Jamison was fearful of descending again into her illness and found that grief is actually quite the opposite of depression. It is a hypersensitivity to life, events and moments rather than a dullness; it is a time of intense dreaming; and while both are a source of withdrawal from the world, there is a kind of discomfort that does not seem to exist with depression. In fact, some describe the agitation and discomfort as “an acute awareness of being alive” rather than the deadening quality of depression.
“I was very frightened I would be pulled back, and that concerned me more than anything. There is a real restlessness in grief that doesn’t get described very often, which scared me as restlessness was very much part of my illness. But grief does not have that other side, the euphoria or grandiosity.”
She also found it difficult to concentrate, another sign of her illness, but “unlike when I was actually depressed, when I paid attention I could do it, and the decisions I made were not bad ones. This is a sharp contrast to depression, where people are literally incapacitated.”
“Like mental illness, no one tells you how bad it really is. But I found there is an element of dignity and privacy that no one can predict.”
The withdrawal from life is a danger, and can lead to actual depression.

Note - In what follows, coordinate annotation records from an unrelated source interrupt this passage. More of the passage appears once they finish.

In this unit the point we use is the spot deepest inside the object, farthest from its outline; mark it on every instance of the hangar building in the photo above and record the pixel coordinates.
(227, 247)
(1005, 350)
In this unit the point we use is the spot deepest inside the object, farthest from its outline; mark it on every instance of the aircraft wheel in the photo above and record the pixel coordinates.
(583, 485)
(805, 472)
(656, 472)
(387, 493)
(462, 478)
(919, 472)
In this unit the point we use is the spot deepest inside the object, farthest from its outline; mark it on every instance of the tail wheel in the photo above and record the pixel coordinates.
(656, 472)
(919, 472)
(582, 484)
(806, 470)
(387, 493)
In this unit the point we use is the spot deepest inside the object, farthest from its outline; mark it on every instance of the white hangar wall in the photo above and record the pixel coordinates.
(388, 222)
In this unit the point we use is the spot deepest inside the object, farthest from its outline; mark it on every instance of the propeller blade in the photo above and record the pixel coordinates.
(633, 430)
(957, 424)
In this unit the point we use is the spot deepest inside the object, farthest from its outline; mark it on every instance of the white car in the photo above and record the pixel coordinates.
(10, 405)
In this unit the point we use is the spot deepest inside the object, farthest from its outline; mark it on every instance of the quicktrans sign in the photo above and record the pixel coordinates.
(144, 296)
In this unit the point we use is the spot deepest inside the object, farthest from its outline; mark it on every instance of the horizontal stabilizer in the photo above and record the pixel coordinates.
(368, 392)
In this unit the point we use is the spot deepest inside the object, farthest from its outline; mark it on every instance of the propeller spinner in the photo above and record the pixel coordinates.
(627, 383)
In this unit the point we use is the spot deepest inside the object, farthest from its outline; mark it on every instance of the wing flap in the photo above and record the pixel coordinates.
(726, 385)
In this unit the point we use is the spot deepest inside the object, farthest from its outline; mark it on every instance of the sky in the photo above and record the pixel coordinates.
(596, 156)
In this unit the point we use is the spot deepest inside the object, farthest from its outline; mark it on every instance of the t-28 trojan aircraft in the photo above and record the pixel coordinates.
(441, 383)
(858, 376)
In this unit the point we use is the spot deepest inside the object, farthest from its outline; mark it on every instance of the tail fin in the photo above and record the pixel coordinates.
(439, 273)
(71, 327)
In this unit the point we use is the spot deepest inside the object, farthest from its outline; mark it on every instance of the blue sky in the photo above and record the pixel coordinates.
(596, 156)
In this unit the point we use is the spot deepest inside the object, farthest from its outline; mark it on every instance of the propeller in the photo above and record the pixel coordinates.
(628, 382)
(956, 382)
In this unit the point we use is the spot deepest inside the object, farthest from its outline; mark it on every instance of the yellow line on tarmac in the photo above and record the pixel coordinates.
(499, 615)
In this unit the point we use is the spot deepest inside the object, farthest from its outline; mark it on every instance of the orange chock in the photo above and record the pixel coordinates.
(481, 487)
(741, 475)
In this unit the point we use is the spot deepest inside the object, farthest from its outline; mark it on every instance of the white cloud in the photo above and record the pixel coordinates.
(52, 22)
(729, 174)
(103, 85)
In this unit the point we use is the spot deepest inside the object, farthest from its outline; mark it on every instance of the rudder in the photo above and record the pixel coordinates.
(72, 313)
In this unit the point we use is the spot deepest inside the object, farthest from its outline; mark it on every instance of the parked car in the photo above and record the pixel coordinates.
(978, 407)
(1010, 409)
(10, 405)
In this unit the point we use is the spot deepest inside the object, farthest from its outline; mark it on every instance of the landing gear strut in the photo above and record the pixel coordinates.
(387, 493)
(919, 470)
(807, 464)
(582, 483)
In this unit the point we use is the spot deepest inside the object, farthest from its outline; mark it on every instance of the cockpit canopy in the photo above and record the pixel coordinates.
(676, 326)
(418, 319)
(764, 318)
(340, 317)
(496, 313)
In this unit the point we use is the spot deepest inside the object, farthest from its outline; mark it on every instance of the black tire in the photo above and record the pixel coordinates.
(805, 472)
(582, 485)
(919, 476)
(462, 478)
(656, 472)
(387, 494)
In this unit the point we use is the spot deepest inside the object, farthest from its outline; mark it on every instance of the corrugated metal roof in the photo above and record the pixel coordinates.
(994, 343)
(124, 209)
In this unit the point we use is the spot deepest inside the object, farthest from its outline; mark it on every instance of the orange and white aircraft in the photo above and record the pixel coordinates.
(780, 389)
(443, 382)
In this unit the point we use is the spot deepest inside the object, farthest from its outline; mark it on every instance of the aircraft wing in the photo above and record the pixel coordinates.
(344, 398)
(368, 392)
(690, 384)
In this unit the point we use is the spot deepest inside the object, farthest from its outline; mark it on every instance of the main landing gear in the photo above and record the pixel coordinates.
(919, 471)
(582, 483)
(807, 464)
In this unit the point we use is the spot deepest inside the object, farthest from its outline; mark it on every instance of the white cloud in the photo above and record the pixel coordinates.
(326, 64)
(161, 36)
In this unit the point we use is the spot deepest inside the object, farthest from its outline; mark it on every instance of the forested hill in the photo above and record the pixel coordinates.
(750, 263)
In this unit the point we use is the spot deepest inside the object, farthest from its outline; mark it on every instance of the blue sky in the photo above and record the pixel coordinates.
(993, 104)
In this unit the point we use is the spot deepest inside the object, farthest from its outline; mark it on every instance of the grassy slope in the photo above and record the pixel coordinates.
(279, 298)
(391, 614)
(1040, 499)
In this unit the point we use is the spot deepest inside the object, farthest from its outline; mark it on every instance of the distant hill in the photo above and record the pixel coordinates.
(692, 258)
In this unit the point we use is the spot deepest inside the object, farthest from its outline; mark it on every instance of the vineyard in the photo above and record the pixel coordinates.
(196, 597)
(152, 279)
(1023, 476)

“There is a sanity to grief, in its just proportion of emotion to cause, that madness does not have. Grief…provides a path, albeit a broken one, by which those who grieve can find their way,” she writes in the prologue to Nothing Was the Same. “Still, it is grief’s fugitive nature that one does not know at the start that such a path exists….Grief, as it transpires, has its own territory.”
Jamison describes an unexpected upside to grief as well. Perhaps the biggest misconception, she says, is that the person you are grieving for is gone forever. Instead, Jamison says, the relationship continues but in a different form. Her husband is never far from her thoughts. She often sees or hears things that he would love and contemplates his response. She has learned more about him through friends and others who have come forward with anecdotes and stories about parts of his life where she’d hitherto been absent. Even in small ways the relationship has continued — She learned more about him by listening to the audio books Wyatt loved. Severely dyslexic, audio was the best way for him to enjoy a story. “I learned something about him by experiencing books as he did, something I’d never have bothered with before he died.”
The good news about grief, if there is such a thing, is that it does pass. The best news is that the dead don’t leave us. They truly do live in the heart and imagination and once again can bring joy.
Guess what? Jamison has moved forward decisively. She is in a new relationship that feels right. Both she and her new partner have lost a beloved spouse; they mention them freely when the moment suggests it. Death has brought new life.